“Dogs delight to bark and bite, and little birds to sing. And if you sit on a red hot brick, it’s a sign of an early spring.”
Last spring, we had snow in March, and no daffodils until April.
This year, the daffs are blooming in late February.
Outside, they’re just opening, and the buds I brought inside yesterday opened overnight.
They’re in a vase with a few narcissi tete a tete, and really brighten up the room.
I’ll share this picture with Cathy’s gang of garden bloggers, where this week’s vases of seasonal blooms are regularly shared and enjoyed, and Cathy has her tete-a-tetes on show.
The Tete-a-tete narcissi
Tete-a-tete are mini-daffs, and I love them for their reliable cheer. There are thousands of acres of these commercially planted in the UK and the Netherlands, it’s by far the most popular variety produced.
I’ve been collecting and dividing clumps of these little beauties for years, and popped a few out the back door as soon as the snow had thawed.
Even just a couple of these little yellow blooms can raise a smile. I like to leave little clumps of them in pots and around the garden.
They’re capable of self-care, but will do best if they’re divided into smaller clumps every few years, and their foliage is allowed to dieback naturally after they finish flowering.
Dead-heading is recommended, but I usually cut a lot of them to take indoors which has the same effect on the plant. “Dead heading” is removing the flowers after they’ve bloomed. If the flowers stay on the plant, and it’s been pollinated, the daffs will put energy into making seeds. When flowers are removed, the plant puts its energy back into the bulb for next year’s blooms.
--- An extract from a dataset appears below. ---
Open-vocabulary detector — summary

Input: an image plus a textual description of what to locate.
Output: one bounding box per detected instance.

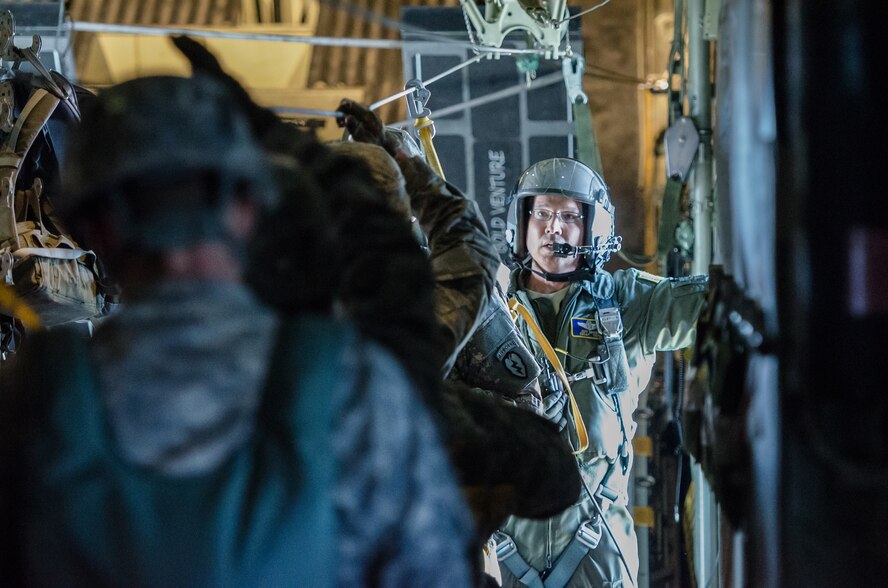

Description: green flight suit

This week, ‘Gardeners Question time’ featured a query from a very well spoken lady asking if her gardener was right to say its ok not to deadhead the daffodils and instead apply a spring fertiliser for next year’s blooms. The expert panel were in agreement that deadheading is required for the best daffodils, and said she should instruct her gardener to get it done!
If you don’t have a gardener, and don’t deadhead your daffs, it really doesn’t matter, as they are perfectly capable of looking after themselves. But if you do cut them, chances are you’ll get another good display from the bulbs next year – whether that’s in Feb, March or April.
I hope your plans and plants are coming along very nicely this spring.